How Big Is Big Data?

A survey about big data “sizes” for some of the most prominent big data sources

Luca Clissa
Towards Data Science

--

Ever wondered how big is Big Data? This article tries to draw an up-to-date comparison of the data generated by some of the most renowned data producers.

CERN Tier-0 data center. Image credit: CERN

We are witnessing an ever-increasing production of digital data, so much to earn our epoch the title of Big Data era. Multiple and diverse players contribute to this growth, ranging from tech companies to standard industries, media agencies, institutions and research labs. Moreover, even everyday objects can collect data nowadays, thus including also ordinary people among data producers.

By and large, the modern trends in data production are driven by two main factors: the digital services offered by several stakeholders from different sectors and their use at scale by millions of users.

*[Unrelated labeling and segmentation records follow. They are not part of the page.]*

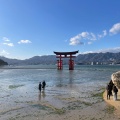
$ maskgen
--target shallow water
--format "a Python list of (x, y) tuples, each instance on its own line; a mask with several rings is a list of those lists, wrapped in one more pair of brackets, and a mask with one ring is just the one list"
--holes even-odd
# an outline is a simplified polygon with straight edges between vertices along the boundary
[[(119, 70), (120, 66), (75, 66), (72, 71), (68, 66), (57, 70), (54, 65), (1, 68), (0, 116), (26, 107), (34, 109), (39, 101), (57, 108), (65, 107), (69, 98), (95, 102), (91, 93), (105, 88), (111, 74)], [(40, 94), (38, 84), (43, 80), (47, 86)]]

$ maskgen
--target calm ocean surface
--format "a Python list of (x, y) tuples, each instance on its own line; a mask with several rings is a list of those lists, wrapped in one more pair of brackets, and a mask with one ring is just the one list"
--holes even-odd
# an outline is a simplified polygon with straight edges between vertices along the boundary
[(111, 74), (119, 70), (119, 65), (76, 65), (72, 71), (68, 70), (68, 66), (57, 70), (55, 65), (4, 67), (0, 69), (0, 109), (7, 110), (9, 106), (20, 104), (25, 106), (25, 101), (40, 99), (38, 84), (43, 80), (47, 86), (42, 99), (46, 101), (51, 101), (51, 96), (61, 94), (84, 97), (90, 91), (106, 87)]

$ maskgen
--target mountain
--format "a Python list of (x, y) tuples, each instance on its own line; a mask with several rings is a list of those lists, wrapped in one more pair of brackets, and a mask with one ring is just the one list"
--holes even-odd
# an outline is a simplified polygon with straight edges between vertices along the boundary
[[(10, 59), (6, 57), (0, 57), (1, 60), (7, 62), (9, 65), (37, 65), (37, 64), (56, 64), (58, 58), (55, 55), (34, 56), (25, 60)], [(68, 64), (68, 58), (64, 58), (63, 64)], [(97, 62), (100, 64), (119, 64), (119, 53), (88, 53), (79, 54), (75, 58), (76, 64), (91, 64), (91, 62)]]
[(3, 61), (3, 60), (0, 60), (0, 66), (1, 66), (1, 65), (8, 65), (8, 63), (5, 62), (5, 61)]

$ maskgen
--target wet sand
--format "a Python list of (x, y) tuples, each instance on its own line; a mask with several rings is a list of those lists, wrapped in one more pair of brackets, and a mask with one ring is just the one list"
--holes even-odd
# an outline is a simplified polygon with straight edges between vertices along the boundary
[(118, 90), (117, 100), (113, 100), (113, 96), (110, 96), (110, 100), (107, 100), (107, 91), (103, 94), (103, 99), (106, 103), (115, 107), (115, 113), (120, 117), (120, 89)]
[[(78, 87), (80, 88), (80, 86)], [(65, 88), (69, 90), (67, 86)], [(31, 94), (31, 96), (30, 94), (26, 93), (25, 96), (23, 96), (24, 99), (22, 99), (22, 96), (19, 96), (21, 99), (17, 100), (17, 98), (15, 98), (11, 99), (12, 101), (7, 100), (11, 96), (4, 97), (4, 100), (6, 100), (7, 104), (0, 104), (0, 120), (120, 119), (120, 116), (117, 112), (119, 107), (114, 108), (112, 106), (114, 104), (110, 105), (108, 104), (108, 101), (103, 100), (103, 88), (100, 88), (98, 91), (86, 91), (86, 94), (85, 92), (81, 93), (81, 90), (74, 86), (74, 91), (77, 91), (77, 94), (73, 92), (73, 94), (76, 94), (75, 96), (68, 95), (64, 88), (62, 88), (60, 93), (57, 93), (57, 89), (58, 88), (47, 88), (45, 91), (42, 91), (41, 94), (37, 92), (36, 94), (34, 93), (34, 95)], [(50, 91), (55, 91), (55, 94), (50, 94)], [(50, 95), (48, 95), (48, 93)], [(15, 97), (14, 94), (12, 95)], [(38, 99), (33, 99), (35, 97), (38, 97)], [(111, 101), (112, 98), (110, 103), (112, 103)]]

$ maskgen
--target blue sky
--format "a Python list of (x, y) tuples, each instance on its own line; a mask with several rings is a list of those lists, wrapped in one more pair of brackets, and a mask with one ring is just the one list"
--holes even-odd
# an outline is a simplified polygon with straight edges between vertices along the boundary
[(120, 0), (0, 0), (0, 56), (120, 52)]

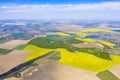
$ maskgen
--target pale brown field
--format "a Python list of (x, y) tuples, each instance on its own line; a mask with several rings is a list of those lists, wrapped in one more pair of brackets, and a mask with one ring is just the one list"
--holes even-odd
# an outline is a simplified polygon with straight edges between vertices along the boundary
[(115, 65), (114, 67), (112, 67), (111, 69), (109, 69), (115, 76), (117, 76), (118, 78), (120, 78), (120, 64)]
[(0, 55), (0, 74), (24, 63), (24, 57), (30, 53), (30, 51), (14, 50), (7, 55)]
[(12, 49), (18, 45), (27, 44), (27, 42), (29, 42), (29, 40), (12, 40), (12, 41), (8, 41), (6, 43), (0, 44), (0, 48)]
[(22, 73), (21, 80), (99, 80), (95, 72), (74, 68), (58, 62), (45, 62)]

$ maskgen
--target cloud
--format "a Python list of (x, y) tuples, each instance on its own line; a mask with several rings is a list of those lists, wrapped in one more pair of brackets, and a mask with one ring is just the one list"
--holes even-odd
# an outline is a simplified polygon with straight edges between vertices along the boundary
[[(88, 4), (21, 4), (1, 5), (0, 18), (119, 18), (120, 2)], [(13, 15), (10, 15), (13, 14)], [(96, 17), (95, 17), (96, 15)]]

Although reconstructing the amounts of generated data is very hard due to the lack of official information, an attempt can be made by integrating multiple sources of various nature.

Big Data sizes in 2021

Image by the author. For the interactive version please visit: datapane.com/lclissa/big-data-2021/

Interactive version linked in the caption featuring clickable links redirecting to all the sources consulted for the estimation.

The first think that catches the eye is surely the huge bubble in the top right corner. This illustrates the data detected by the electronic equipment of the Large Hadron Collider (LHC) experiments at CERN. In one year, the amount of processed information is around 40k ExaBytes (EB), which is 40 thousands billion gigabytes. To get an idea, that could be ten times the amount of data ever stored on Amazon S3!

However, not all of these data are of interest. Hence, the information actually recorded shrinks down to some hundreds of PetaBytes (PB) per year (160 and 240 for real and simulated data), and it will grow by nearly one order of magnitude in the upcoming High Luminosity (HL-LHC) upgrade.

Commercial big data sources also experience similar volumes. Google Search Index has an estimated size in the order of less than a hundred PB, with company-fellow service YouTube being around 4 times as big.

The same relations can be reconstructed for Instagram and Facebook yearly photo uploads, respectively.

Regarding more proper storage services, like Dropbox, the sizes increase to something in the range of a few hundreds PB, similar to the HL upgrade for LHC experiments.

However, streaming data account for a consistent slice of the big data market. Services like Netflix and electronic communications generate traffic from one to two orders of magnitude more than mere data producers.
Remarkably, the scientific community plays an important role also in this respect. For instance, the traffic coming from the circulation of LHC data thanks to the Worldwide LHC Computing Grid (WLCG) amounts to thousands of petabytes per year.

Fermi estimation process

...but where do these figures come from?

Precisely reconstructing the amounts of data produced by an organization — especially large ones — is very hard, if even possible. Indeed, not all companies track down this information in the first place. Even if so, such data are typically not shared with the general public.

Nevertheless, a tentative approach can be done breaking down the data production process to its atomic components and making justified guess (Fermi estimation). In fact, retrieving information about the amounts of contents produced in a given time window is easier when targeting specific data sources. Once we have that, we can deduce the total amounts of data through reasonable guesstimates of per-unit sizes for such contents, e.g. average mail or picture size, average data traffic for 1 hour of video, and so on. Of course, even small errors make a big difference when propagated at scale. However, the returned estimates can still be indicative of the orders of magnitude involved.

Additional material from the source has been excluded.